The bite is little slower with the jerkbait, but the average size of the trout it fools has been a little better. There is a world of top-notch jerkbaits on the market, but I am still throwing a gold Long A with a black back. Regardless of which jerkbaits you prefer, life will be much easier if you switch the trebles for single hooks, or at least clip off the barb opposite the other two. We are also finding more schools of surface feeding reds every day. When we fish afternoons, we are starting out looking for the schooling reds and fishing the trout later. There is no wrong lure when they are on the surface, but I would tie on something you can throw a long way.

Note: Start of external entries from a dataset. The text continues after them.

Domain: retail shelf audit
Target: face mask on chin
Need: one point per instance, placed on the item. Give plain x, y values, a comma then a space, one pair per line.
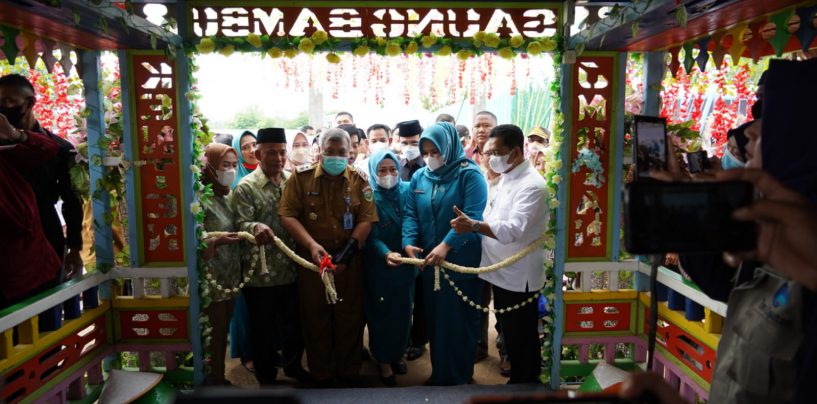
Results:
377, 146
411, 152
226, 177
434, 163
13, 114
387, 181
301, 155
334, 166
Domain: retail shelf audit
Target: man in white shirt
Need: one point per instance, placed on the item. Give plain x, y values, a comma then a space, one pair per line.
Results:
516, 215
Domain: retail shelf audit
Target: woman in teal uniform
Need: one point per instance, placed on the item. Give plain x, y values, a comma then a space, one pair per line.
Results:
239, 338
449, 179
389, 289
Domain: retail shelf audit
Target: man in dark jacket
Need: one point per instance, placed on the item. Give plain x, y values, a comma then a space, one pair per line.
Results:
50, 181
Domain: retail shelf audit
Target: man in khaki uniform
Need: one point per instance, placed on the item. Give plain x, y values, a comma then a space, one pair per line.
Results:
272, 302
329, 208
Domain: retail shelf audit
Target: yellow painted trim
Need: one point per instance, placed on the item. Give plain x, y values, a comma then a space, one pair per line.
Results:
24, 352
714, 322
627, 294
683, 366
696, 329
151, 302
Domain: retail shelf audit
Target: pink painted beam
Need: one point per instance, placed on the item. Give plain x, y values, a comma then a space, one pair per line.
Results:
685, 381
76, 390
610, 353
95, 364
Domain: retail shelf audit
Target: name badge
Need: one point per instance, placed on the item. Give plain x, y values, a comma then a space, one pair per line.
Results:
348, 221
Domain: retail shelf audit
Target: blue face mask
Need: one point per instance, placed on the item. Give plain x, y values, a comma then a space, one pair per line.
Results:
334, 165
729, 161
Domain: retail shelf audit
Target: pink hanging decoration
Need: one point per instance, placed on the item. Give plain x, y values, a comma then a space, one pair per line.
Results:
490, 81
461, 73
472, 90
513, 79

For those of you more comfortable hunting reds on the shoreline than cruising the open lake, the first couple of hours of the day have been the most productive for me. An outgoing tide improves the bite around the cuts and mouth of the bayous, but a high tide will hold fish tight to the flooded grass. I undoubtedly no longer throw a gold Johnson weedless spoon often enough, but I find it very hard to clip off a three or four-inch Usual Suspect swimbait when fishing this program. There are days when they will hit the larger version much better, but the three-inch model fools flounder and trout as well.
The only program that has yet to recover is the deep-water bite in the Intracoastal and rivers feeding into the north end. When that happens, I will consider the bite completely recovered. Big trout are still hard to come by, but waiting is much easier now.A day spent fishing with the kids is never forgotten!